The Seed of the Sacred Fig Review: The State Cracks a Family From Within

★★★★★ 5/5

Verdict

A blistering, courageous political thriller that turns one household into a microcosm of a regime. Urgent, suspenseful and morally fearless.

The regime at the dinner table

Rasoulof’s central conceit is devastatingly simple: an investigating judge’s gun vanishes inside his own home just as nationwide protests erupt, and his paranoia turns inward on his wife and daughters. The authoritarian state, which the film observes complicit and cruel in the courtroom, is thus dramatized inside a single family — surveillance, suspicion and coercion migrating from the nation into the living room. The personal is not merely political; it is the same machinery at a smaller scale.

Made under threat

It is impossible to separate the film from the conditions of its making — shot clandestinely by a director facing prison, then smuggled abroad — and that danger charges every frame.

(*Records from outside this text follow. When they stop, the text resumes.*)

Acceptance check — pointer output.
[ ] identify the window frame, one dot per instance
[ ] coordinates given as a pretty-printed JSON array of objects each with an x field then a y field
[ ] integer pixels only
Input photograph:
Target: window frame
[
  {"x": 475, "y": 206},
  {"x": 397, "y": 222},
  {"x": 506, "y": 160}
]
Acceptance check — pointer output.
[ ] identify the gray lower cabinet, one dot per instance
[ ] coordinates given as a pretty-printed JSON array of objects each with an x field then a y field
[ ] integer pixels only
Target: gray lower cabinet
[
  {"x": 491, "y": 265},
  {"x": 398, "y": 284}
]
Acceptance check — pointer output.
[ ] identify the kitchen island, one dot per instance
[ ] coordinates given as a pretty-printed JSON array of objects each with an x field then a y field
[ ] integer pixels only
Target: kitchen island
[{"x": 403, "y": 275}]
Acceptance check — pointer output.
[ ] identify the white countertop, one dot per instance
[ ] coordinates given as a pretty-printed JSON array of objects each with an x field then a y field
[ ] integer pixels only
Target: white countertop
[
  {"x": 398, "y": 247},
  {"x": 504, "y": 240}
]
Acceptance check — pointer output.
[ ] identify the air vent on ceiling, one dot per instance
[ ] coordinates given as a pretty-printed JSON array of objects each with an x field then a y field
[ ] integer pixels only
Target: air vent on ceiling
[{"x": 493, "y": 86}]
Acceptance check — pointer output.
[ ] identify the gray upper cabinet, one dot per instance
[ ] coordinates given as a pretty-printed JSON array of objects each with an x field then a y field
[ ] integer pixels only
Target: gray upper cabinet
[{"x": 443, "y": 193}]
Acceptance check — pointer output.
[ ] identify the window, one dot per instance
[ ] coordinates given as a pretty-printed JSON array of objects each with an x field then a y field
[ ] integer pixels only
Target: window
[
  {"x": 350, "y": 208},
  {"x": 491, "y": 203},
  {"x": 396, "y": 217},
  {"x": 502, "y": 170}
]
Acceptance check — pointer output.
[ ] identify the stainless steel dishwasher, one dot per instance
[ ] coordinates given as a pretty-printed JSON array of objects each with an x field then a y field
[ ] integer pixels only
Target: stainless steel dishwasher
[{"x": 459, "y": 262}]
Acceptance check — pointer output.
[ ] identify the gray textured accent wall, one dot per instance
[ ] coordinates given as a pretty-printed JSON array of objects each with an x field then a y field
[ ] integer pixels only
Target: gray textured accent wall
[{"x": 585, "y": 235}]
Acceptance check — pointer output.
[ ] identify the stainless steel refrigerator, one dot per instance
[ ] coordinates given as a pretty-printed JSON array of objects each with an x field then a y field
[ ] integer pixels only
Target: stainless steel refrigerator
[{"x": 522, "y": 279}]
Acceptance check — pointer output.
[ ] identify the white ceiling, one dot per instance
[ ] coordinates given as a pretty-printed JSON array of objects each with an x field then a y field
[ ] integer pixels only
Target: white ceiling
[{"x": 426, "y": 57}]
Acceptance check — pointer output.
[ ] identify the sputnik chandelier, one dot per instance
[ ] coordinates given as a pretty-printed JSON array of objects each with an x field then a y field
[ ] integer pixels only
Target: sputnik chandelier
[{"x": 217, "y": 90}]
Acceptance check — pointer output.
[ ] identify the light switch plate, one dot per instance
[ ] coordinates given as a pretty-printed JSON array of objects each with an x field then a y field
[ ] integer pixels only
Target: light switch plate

The domestic-thriller mechanics are genuinely gripping, but they carry the weight of lived risk. When the daughters begin to defy their father, the generational rupture reads as the film’s own act of defiance against a system that demands obedience.

Slow-burn dread

Rasoulof builds tension with patience, letting mistrust metastasise scene by scene until the household is a pressure chamber. The final act’s shift into something closer to genre — pursuit, confrontation, a reckoning in a crumbling family home — pays off the accumulated unease without betraying the film’s seriousness.

The women’s revolt

The film’s beating heart is its daughters, whose refusal to accept their father’s version of reality mirrors a generation’s refusal to accept the regime’s. Their defiance is the film’s hope, hard-won and costly.

Verdict

The Seed of the Sacred Fig is a work of real bravery — a taut allegory that indicts a state by dramatizing it as a family. Tense, humane and unmissable.